Government has declared 2011 "a year of job creation" with the state pinning its hope on the economy to create more than five million jobs in the next 10 years. But to do this, Zuma acknowledged that government would require more direct investment in the economy of South Africa and greater involvement of the private sector. 

"This calls for hard work from all sides ... as government, we have been working to strengthen the legislative and policy frameworks to make it easier to do business in our country and also to support emerging business as well as broad-based black economic empowerment," he said. 

Since 1994, government had made "substantial progress" in transforming the economy to benefit the majority, but serious challenges of unemployment, poverty and inequality remained. 

"We have had a long period of economic growth during the last 10 years but it has not been strong on job creation. We need to find a solution," he said. 

The President said legislators were committed to the mixed economy model, where the state, private capital, cooperative and other forms of social ownership complement each other in an integrated way to eliminate poverty and foster shared economic growth. The latter, combined with an economy that is increasingly integrated into the Southern African region can lead to years of uninterrupted development. 

Zuma further said the state has been doing its part in alleviating poverty through various social security initiatives for the poor, but he was sure that the creation of decent work was the most effective way of dealing with poverty. 

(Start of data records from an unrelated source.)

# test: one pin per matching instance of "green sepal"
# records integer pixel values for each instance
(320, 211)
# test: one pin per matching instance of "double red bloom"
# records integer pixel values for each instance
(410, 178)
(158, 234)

The summit needed to deliberate on how government and the private sector could use the signs of positive growth in the economy to create employment. While business leaders said they understood the importance of job creation for the country's economy to prosper, they needed a more competitive and conducive environment to conduct business in the country. 

"I think from the private sector point of view, the question we all have is how do we get to the stage where it is made easy for business to operate in an environment that is both competitive and relaxed because that is central to the success of any business and economy," said businessman and former Eskom chair Bobby Godsell. 

He said the summit should not be about who is to blame for the low employment figures, but how different parties could work together to create jobs. 

"We need practical solutions and coming together like this will help get the sense of how people think and what should be done both from the business side and that of the government," said Godsell.

Nedbank's Dennis Dykes said the role of the banking sector and its capacity to fund small business was important for any job creation strategy. "We are hoping stemming from this summit will be a more vigorous approach on how banks can better assist in the growth of business because there is no doubt that when it comes to business funding, especially small business, the role of the banks is crucial."

BUSA proposed the formation of a "bilateral" presidential business council, which it suggested would meet regularly to discuss issues of policy and advice government on how to take advantage of a growing economy. 

"We are already partnered in the fight against corruption, against crime and together with other social partners ... this summit must also have a legacy," said the body's president Futhi Mtoba. 

She said BUSA shared a belief that there was an indisputable link between growth and jobs and committed to partner with government achieve the needed employment targets.

"Investing in our economy is a key area where we must solidify the partnership between government and business. More pertinently, we also believe that creating jobs will require that we are more competitive therefore the partnership between business and government should constantly target making our enterprises and our entire economy ever more competitive," Mtoba added.